Associate Professor Hofstra University Bellmore, New York, United States
Introduction:: The striking similarity between animal and plant tissues has inspired a recent strategy of decellularizing plants to create scaffolds for vascular, skeletal, bone and cardiac tissue engineering. These cellulose scaffolds are inexpensive, easy to produce, and biocompatible. The purpose of this study is to determine if plant-based scaffolds are suitable for the creating robust and endothelialized small-diameter vascular grafts. Here we present a novel method of 3D vascular graft fabrication using decellularized plants that provides new and exciting applications in vascular replacement and repair.
Materials and Methods:: Leatherleaf viburnum was decellularized using 2% SDS for 72 hours, followed by a 10% bleach and 0.1% Triton X-100 solution for 8 hours. Removal of DNA was evaluated through DNA quantification and histological analysis. 3D vascular grafts were prepared by rolling the decellularized scaffolds around a 2mm rod with a gelatin and glutaraldehyde mixture. Burst pressure and tensile testing was performed for each graft. Primary rat aortic endothelial cells (ECs) were seeded into the lumen of each graft at a concentration of 1.5x10^6 cells/mL. A custom-built bioreactor was used to pre-condition these grafts with physiological fluid flow and pressures. After 5 days, DAPI staining, Scanning Electron Microscopy (SEM) and histological analysis was performed to assess the recellularization potential of the plant-based vascular grafts and the potential benefits of bioreactor pre-conditioning.

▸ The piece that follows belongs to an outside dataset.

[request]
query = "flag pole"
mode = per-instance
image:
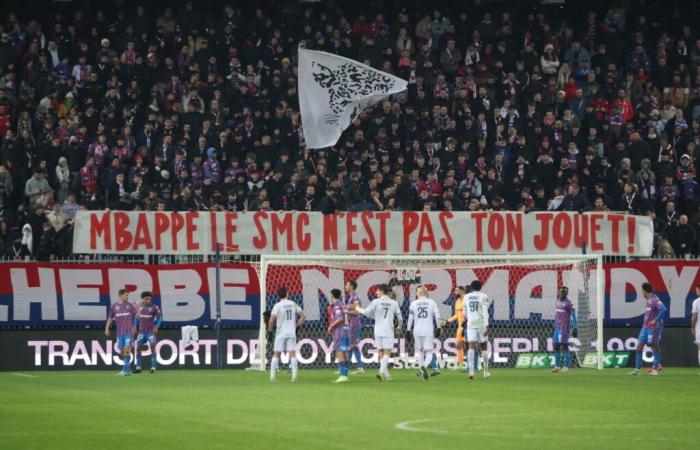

Results, Conclusions, and Discussions:: We present a novel method for generating small-caliber vascular grafts using plant-derived scaffolds and cross-linked gelatin. SDS decellularization of leatherleaf removed 97% of DNA. Burst pressure and tensile stress of grafts were comparable to native vessels (17.0±7.9 psi and 5.5±1.1 MPa). SEM and DAPI staining showed recellularized scaffolds had a confluent monolayer of ECs. Preconditioning with fluid shear stress maintained a viable cell layer on the lumen of each graft. Despite reports on potential cytotoxicity of glutaraldehyde cross-linking, thousands of implants have successfully used it clinically over the last two decades. In summary, we constructed mechanically stable vascular grafts capable of recellularization using detergent-decellularized plant leaves. Future studies will assess blood compatibility, patency, suture retention, and immune response. This approach will provide innovative uses for decellularized plant scaffolds in tissue engineering.
Acknowledgements (Optional): : Research reported here was supported by the National Institute Of Biomedical Imaging And Bioengineering of the National Institutes of Health under Award Number R15EB033168. The content is solely the responsibility of the authors and does not necessarily represent the official views of the National Institutes of Health.